P.S.: Es scheint, dass die hier häufig verwendete Anrede "Mitstreiter" von manchen Benutzern dahingehend verstanden wird, dass dies jemand sei, _mit dem man sich streitet_, also sich in den Haaren liegt. Dieses Verständnis ist falsch. Ein Mitstreiter ist jemand, _mit dem zusammen man gegen einen gemeinsamen Gegner streitet (= kämpft)_.

----------


## Martin

Stimmt!
Und: Beiträge kurz fassen und auf das Wesentliche beschränken,
denn in der Kürze .....
Martin

----------


## keha

nunja..beiträge noch auf Tippfehler zu korrigieren???...sorry aber siehe mein letztes posting da bleibt mir oft keine zeit zu....guten Rutsch @ all keha

----------


## WolfhardD

Hallo keha
nunja - wen wunders dann ob der wenigen Antworten. Ich habe es halt mit zunehmendem Alter nicht mehr mit Kraut- und Rübenschriftsätzen, Verzeihung, wenn mir etwas wild geschriebene Postings vor Augen kommen, die ich dreimal lesen muß und dann immer noch nur vage verstehe. Und um Gotes-Willen, nicht noch mehr EMails in meinen Briefkasten. Täglich lösche ich reichlich davon. Danke Ralph, Deine Meinung möchte ich unterstützen.
Alles Gute zum Neuen Jahr.
Wolfhard
www.prostata-sh.info

----------


## RalfDm

Hallo keha,

Tippfehler stören dann, wenn der Schreiber/die Schreiberin sie nach dem Absenden des Beiträges entdeckt,_ korrigiert und damit eine neue E-Mail-Benachrichtigung auslöst_. 
Aber wenn wir schon beim Thema sind - sie stören (ebenso wie z. B. konsequentes Kleinschreiben) *mich, und möglicherweise zunächst nur mich*, _wenn der Inhalt des Beitrages so interessant ist, dass ich ihn in den Forumextrakt übernehmen möchte._ Ich muss dann nämlich zusätzlich ziemlich viel Zeit aufbringen - Zeit, die der Schreiber sich gespart hat -, um die Fehler herauszufieseln, sonst würden sie für die mittlere Ewigkeit zementiert werden (so lange halt, wie es den Forumextrakt - auch nach mir - noch gibt) und dessen Wert mindern. Wer liest schon gerne ein Gewimmel von Tipp- und Rechtschreibfehlern? Manche nachlässig geschriebene, zunächst unscheinbare Frage kann eine oder mehrere interessante Antworten auslösen. Frage wie Antwort(en) wandern dann in die  mittlerweile rund 400 Seiten/Themen des Forumextrakts - aber sie tun dies nicht von alleine. 
Ich kenne kein anderes Forum, in dem interessante, hilfreiche Beiträge für neue, zwangsläufig unbedarfte Teilnehmer so aufbereitet und aufbewahrt werden, wie unseres. Ich mache diese Arbeit gerne, aber für etwas mehr Bewusstsein beim Schreiben bin ich jedem Schreiber dankbar.

Ralf

----------


## spertel

Werter Super-Moderator RalfDm

Zunächst einmal möchte ich die guten Wünsche für das neue Jahr zurückgeben und verbinde hiermit die Hoffnung, dass sich die Wünsche für alle Betroffenen im nächsten Jahr, besonders was unser gemeinsames Problem angeht, erfüllen mögen und das wir alle !! nächstes Jahr hier immer noch zusammensitzen.

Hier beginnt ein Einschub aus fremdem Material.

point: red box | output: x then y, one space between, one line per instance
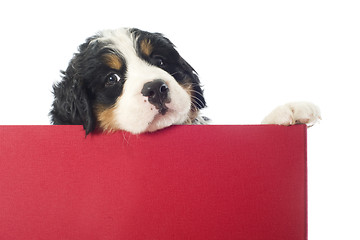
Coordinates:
184 182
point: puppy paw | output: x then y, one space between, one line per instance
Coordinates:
294 113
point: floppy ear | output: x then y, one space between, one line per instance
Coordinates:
197 92
71 105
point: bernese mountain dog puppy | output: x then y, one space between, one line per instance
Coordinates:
133 80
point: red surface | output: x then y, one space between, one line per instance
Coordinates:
184 182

Aber, lieber Ralf, wo sind wir hier eigentlich ?

Sind wir hier in einem Expertenforum mit studierten Akademikern oder sind wir hier in einem Forum für Betroffene ? Wer sich hier einloggt oder nur mitliest, hat meist ein Problem und ist vielleicht einige Tage vorher mit der Diagnose "Prostatakrebs" konfrontiert worden. Es ist doch oft so, dass viele Betroffene oder deren Angehörige danach nicht wissen, wo ihnen der Kopf steht. Mir ging es damals nicht anders. Ist es in dieser Situation nicht allzu menschlich, dass da mal eine Formulierung nicht glücklich gewählt ist oder auch mal ein Tippfehler passiert ? Diejenigen, die auf dem Gebiet unserer "gemeinsamen Krankheit" etwas versierter und wissender sind, sollten sich aufgerufen fühlen, diesen Betroffenen nach Maßgabe ihres Kenntnisstandes zu helfen und zu antworten, ggf. auch nachzufragen.

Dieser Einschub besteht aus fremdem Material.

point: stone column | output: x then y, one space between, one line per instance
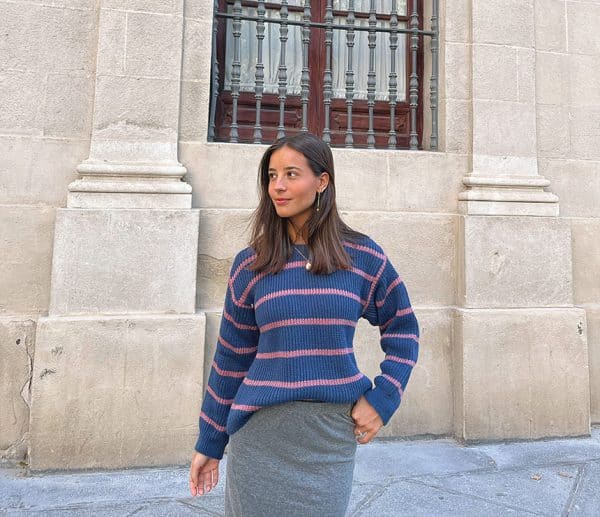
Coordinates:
521 363
119 359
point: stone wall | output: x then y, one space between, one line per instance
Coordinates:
507 293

Es hilft diesen Betroffenen nicht, wenn man in Oberlehrermanier Tippfehler und andere menschliche Unzulänglichkeiten anprangert.
Man braucht sich dann nicht zu wundern, wenn dieses Forum nur von wenigen mutigen und vermeintlich Rechtschreibkundigen genutzt wird, weil die anderen sich aus Scham, Fehler zu begehen oder sich nicht forumgerecht ausdrücken können, nicht beteiligen.
Mir ist kein Gebiet bekannt, wo eine korrekte Rechtschreibung oder eine gelungene Formulierung so unwichtig ist wie hier. Hier geht es um Problemlösungen oder Hilfestellungen und nicht darum, sich mit rhetorischen Anekdoten geistig selbst zu umrunden......und so sollte es auch bleiben.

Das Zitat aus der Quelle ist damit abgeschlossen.